Wesfarmers, the Australian owner of DIY chain Homebase, has seen its share price drop almost 5% following news that 2,000 Homebase staff could be axed and up to 40 UK stores shut.
Wesfarmers, which owns Homebase’s parent firm Bunnings UK, said today that trading at the chain had been “poor” as it revealed a £454m impairment charge linked to its acquisition of the retailer.
In a statement to the stock market, Wesfarmers managing director Rob Scott said. “The Homebase acquisition has been below our expectations which is obviously disappointing.
“In light of this, a review of Bunnings UK has commenced to identify the actions required to improve shareholder returns,”
The group also confirmed that between 20 and 40 of the worst performing Homebase stores could be shut. Homebase operates from 250 stores across the county and employs 12,000 in total in the UK.
Poor trading at Homebase is expected to drag Bunnings into an underlying loss of £97m for the first half of the year, Wesfarmers confirmed.

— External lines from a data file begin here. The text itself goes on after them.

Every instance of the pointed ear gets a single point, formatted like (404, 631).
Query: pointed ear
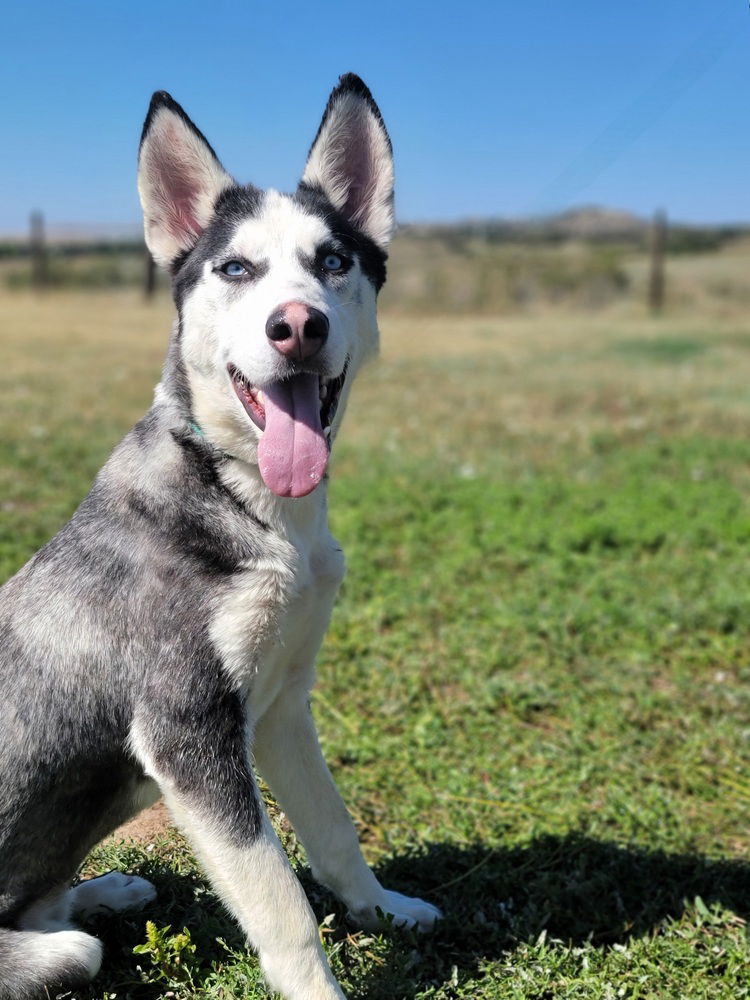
(179, 180)
(351, 160)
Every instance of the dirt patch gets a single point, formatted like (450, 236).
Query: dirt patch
(146, 826)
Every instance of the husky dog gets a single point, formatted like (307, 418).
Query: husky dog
(167, 635)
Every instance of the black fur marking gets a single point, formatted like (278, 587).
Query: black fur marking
(199, 743)
(161, 99)
(372, 259)
(233, 207)
(350, 83)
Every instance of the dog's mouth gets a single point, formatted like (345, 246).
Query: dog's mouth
(295, 416)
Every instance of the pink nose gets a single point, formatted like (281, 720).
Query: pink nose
(297, 331)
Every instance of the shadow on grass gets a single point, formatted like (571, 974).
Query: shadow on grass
(576, 888)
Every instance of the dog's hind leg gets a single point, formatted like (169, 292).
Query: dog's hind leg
(45, 953)
(203, 770)
(34, 963)
(111, 893)
(288, 756)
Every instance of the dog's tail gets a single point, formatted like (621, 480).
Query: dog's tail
(35, 963)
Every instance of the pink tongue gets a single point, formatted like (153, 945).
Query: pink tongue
(293, 452)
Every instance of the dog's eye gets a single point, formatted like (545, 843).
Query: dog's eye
(233, 269)
(332, 262)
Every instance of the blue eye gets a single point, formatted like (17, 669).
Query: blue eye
(332, 262)
(234, 269)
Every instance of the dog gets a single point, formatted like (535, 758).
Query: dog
(165, 638)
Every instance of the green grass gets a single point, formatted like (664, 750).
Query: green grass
(535, 693)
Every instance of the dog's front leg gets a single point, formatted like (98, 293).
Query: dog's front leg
(200, 763)
(288, 755)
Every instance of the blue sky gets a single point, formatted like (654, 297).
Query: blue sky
(495, 108)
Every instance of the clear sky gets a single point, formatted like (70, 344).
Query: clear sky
(503, 108)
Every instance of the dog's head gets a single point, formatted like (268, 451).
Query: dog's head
(275, 292)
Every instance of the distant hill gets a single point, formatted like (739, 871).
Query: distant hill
(588, 224)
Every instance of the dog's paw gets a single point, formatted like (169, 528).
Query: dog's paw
(111, 893)
(398, 910)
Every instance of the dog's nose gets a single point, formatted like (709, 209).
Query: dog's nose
(297, 331)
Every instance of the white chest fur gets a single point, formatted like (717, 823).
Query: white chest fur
(269, 624)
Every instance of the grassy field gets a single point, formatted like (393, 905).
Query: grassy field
(535, 693)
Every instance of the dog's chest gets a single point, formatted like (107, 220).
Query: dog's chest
(272, 618)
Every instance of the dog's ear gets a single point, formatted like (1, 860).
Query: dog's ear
(351, 160)
(179, 180)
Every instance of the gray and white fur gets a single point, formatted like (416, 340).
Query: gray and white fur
(166, 637)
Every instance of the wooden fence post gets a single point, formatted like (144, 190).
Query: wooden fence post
(39, 263)
(657, 279)
(149, 277)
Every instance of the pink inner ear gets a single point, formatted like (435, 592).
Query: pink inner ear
(178, 189)
(357, 167)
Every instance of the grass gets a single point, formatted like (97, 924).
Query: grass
(535, 693)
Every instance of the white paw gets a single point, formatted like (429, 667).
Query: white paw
(111, 893)
(401, 911)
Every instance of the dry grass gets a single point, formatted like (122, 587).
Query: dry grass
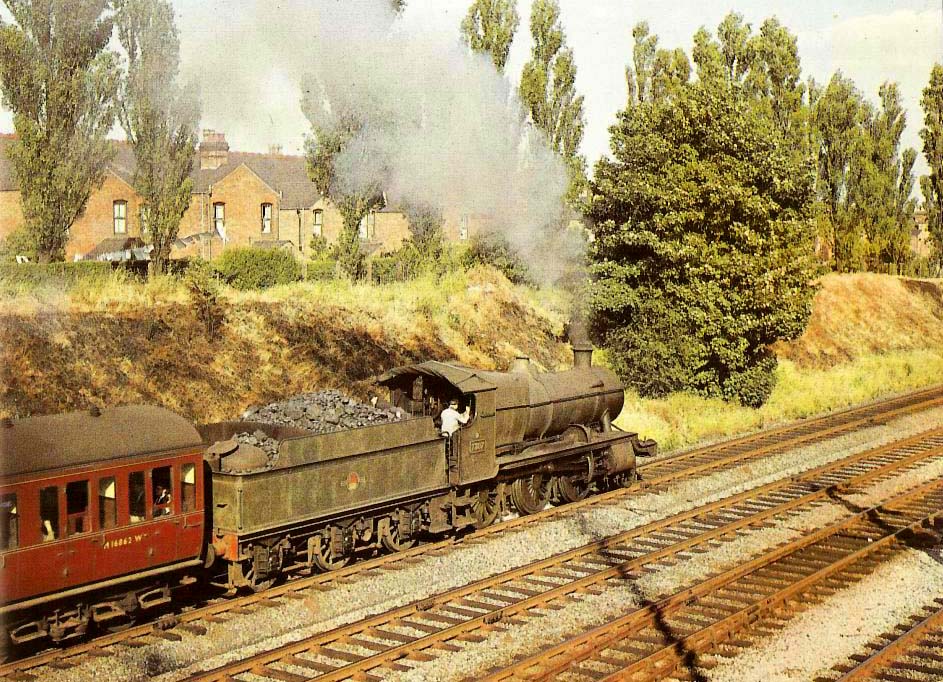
(117, 342)
(870, 336)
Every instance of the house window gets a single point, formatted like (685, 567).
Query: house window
(266, 219)
(368, 226)
(9, 522)
(121, 217)
(219, 219)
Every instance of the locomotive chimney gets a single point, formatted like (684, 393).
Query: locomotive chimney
(521, 365)
(582, 355)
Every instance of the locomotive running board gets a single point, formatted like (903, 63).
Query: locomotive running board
(548, 451)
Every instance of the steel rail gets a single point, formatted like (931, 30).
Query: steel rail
(485, 605)
(850, 419)
(921, 640)
(736, 599)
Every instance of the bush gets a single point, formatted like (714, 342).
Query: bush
(54, 275)
(494, 250)
(249, 268)
(200, 281)
(322, 269)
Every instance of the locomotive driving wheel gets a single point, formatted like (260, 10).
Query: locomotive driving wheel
(531, 493)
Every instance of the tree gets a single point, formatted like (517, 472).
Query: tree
(159, 119)
(703, 255)
(489, 27)
(548, 91)
(60, 82)
(932, 185)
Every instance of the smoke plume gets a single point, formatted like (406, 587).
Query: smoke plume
(439, 126)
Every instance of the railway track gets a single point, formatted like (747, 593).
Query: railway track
(913, 652)
(732, 609)
(368, 649)
(656, 474)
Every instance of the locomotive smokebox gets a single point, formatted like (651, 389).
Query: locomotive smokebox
(582, 355)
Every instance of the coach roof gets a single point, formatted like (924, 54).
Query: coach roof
(59, 441)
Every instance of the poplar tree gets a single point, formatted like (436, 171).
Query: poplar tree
(932, 185)
(548, 91)
(60, 81)
(159, 118)
(489, 27)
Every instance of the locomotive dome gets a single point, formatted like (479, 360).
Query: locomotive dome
(37, 444)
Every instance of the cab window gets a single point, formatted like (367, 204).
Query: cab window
(107, 504)
(77, 508)
(9, 522)
(137, 497)
(49, 513)
(162, 489)
(188, 488)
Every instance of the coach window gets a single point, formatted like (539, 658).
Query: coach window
(163, 491)
(107, 504)
(49, 513)
(77, 508)
(9, 523)
(188, 487)
(137, 497)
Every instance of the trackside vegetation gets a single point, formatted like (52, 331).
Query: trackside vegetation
(704, 243)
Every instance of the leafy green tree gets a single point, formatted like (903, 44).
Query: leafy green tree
(548, 91)
(489, 27)
(932, 185)
(703, 255)
(60, 82)
(159, 119)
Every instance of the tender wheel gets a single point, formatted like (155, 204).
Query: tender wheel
(324, 559)
(485, 508)
(531, 493)
(392, 539)
(572, 488)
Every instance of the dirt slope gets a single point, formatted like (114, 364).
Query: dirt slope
(69, 356)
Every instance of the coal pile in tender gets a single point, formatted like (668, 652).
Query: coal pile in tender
(321, 412)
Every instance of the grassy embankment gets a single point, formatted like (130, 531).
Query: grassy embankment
(869, 336)
(113, 342)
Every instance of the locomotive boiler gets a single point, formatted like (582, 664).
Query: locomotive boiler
(104, 513)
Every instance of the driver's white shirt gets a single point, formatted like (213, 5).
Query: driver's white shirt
(452, 419)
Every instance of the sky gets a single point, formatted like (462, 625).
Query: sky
(252, 93)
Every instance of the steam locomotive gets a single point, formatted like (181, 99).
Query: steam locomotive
(103, 513)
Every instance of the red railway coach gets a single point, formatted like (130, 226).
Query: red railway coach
(101, 512)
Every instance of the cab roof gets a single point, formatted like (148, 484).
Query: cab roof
(61, 441)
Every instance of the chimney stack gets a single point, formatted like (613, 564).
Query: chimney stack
(520, 365)
(214, 150)
(582, 355)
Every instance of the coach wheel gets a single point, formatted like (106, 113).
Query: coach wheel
(392, 539)
(324, 558)
(531, 493)
(485, 507)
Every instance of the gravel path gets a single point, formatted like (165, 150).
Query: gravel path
(382, 591)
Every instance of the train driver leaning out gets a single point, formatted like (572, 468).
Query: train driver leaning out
(452, 419)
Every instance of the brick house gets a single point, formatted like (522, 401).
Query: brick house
(239, 199)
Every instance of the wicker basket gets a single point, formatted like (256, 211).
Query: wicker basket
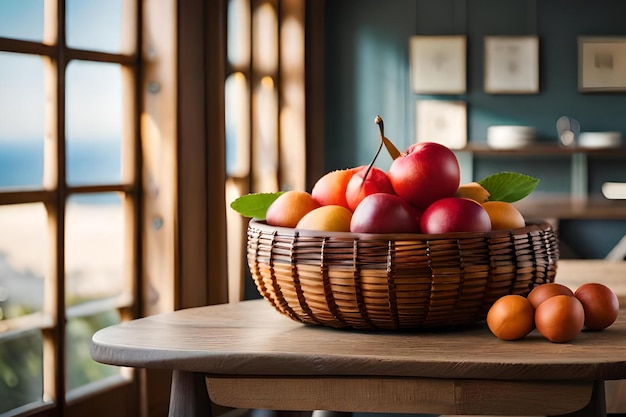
(396, 282)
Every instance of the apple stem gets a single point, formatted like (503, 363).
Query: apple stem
(393, 151)
(379, 122)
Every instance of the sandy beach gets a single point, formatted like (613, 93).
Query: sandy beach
(94, 252)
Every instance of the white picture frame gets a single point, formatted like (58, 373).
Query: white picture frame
(441, 121)
(438, 64)
(601, 64)
(511, 64)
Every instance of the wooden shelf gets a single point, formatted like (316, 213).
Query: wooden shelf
(547, 207)
(543, 149)
(579, 160)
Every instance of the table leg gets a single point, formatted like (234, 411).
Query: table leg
(596, 406)
(189, 396)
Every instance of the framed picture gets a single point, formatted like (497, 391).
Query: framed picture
(511, 64)
(443, 122)
(438, 64)
(601, 64)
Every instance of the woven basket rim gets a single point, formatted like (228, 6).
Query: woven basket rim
(530, 227)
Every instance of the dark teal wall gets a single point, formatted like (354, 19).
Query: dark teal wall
(367, 73)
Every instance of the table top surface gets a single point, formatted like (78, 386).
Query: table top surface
(251, 338)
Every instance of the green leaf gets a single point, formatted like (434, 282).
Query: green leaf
(254, 205)
(508, 186)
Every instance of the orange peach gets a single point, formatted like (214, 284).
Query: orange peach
(289, 208)
(331, 218)
(330, 189)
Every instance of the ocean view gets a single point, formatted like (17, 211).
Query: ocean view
(89, 162)
(94, 251)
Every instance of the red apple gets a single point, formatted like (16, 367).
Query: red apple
(330, 188)
(384, 213)
(455, 214)
(375, 182)
(425, 173)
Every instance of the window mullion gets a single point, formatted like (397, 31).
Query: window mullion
(54, 179)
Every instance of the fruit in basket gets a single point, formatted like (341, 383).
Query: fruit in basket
(542, 292)
(560, 318)
(333, 218)
(366, 180)
(384, 213)
(511, 317)
(600, 303)
(424, 173)
(504, 215)
(454, 214)
(289, 208)
(473, 190)
(330, 188)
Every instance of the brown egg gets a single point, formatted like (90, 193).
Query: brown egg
(544, 291)
(560, 318)
(511, 317)
(600, 303)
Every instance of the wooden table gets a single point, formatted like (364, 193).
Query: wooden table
(249, 356)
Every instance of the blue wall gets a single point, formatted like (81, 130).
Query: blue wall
(367, 73)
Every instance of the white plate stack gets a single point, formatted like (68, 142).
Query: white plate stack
(600, 139)
(510, 137)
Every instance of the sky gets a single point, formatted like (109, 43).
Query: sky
(93, 90)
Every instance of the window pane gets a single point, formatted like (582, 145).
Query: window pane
(94, 253)
(21, 120)
(21, 369)
(81, 369)
(238, 47)
(22, 259)
(21, 19)
(94, 24)
(94, 123)
(237, 101)
(94, 260)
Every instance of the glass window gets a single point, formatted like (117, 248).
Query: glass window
(21, 369)
(21, 120)
(94, 25)
(21, 19)
(93, 123)
(23, 256)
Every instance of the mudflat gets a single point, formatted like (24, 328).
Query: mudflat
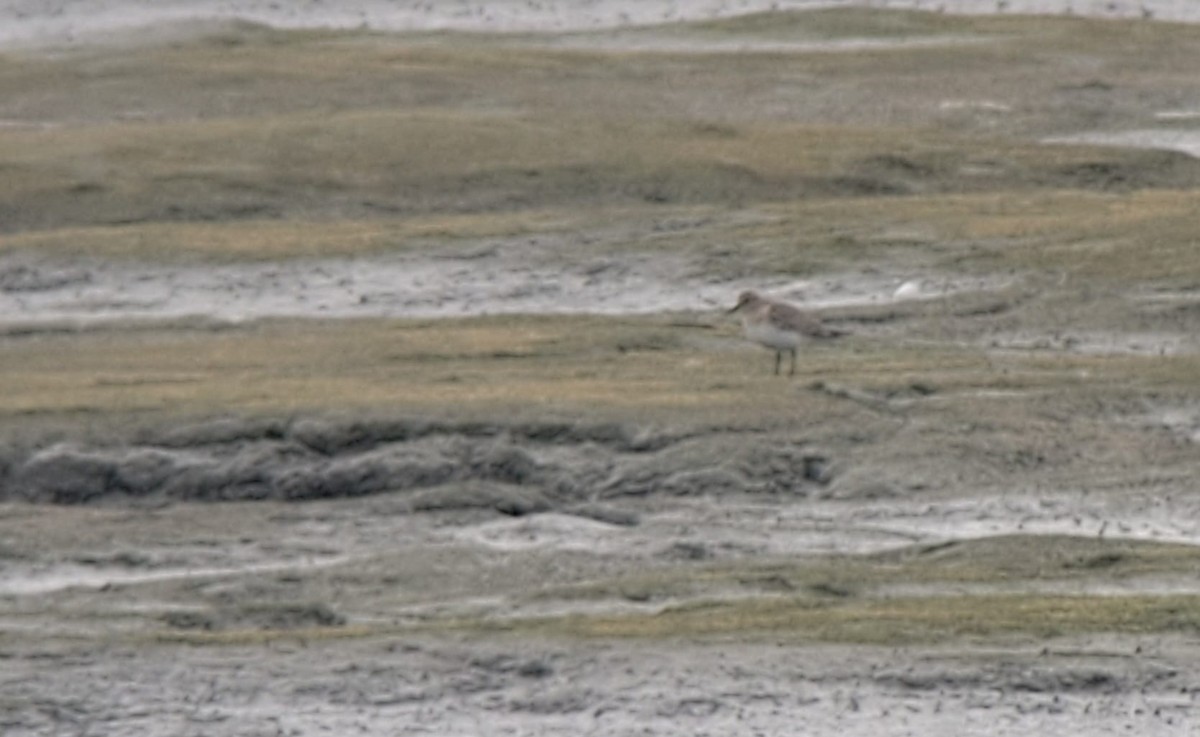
(382, 381)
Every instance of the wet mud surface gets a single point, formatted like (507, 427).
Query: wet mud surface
(409, 405)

“We need to address underperformance in our portfolio that is detracting from positive performance in other areas, and the announcement today sets out decisive actions to achieve this,” Scott added.
Bunnings acquired Homebase in 2016 in a £340m deal and has been attempting to reinvigorate the brand.
As well as refurbishing selected stores and competing harder on prices, Homebase is in the process of being rebranded as Bunnings.
Wesfarmers said that its review will evaluate the performance of rebranded pilot stores to “inform the future plans for Bunnings UK”.
In addition, Peter ‘PJ’ Davis, managing director Bunnings UK & Ireland, who lead the move into the UK, is to retire from the business with Damian McGloughlin taking his place.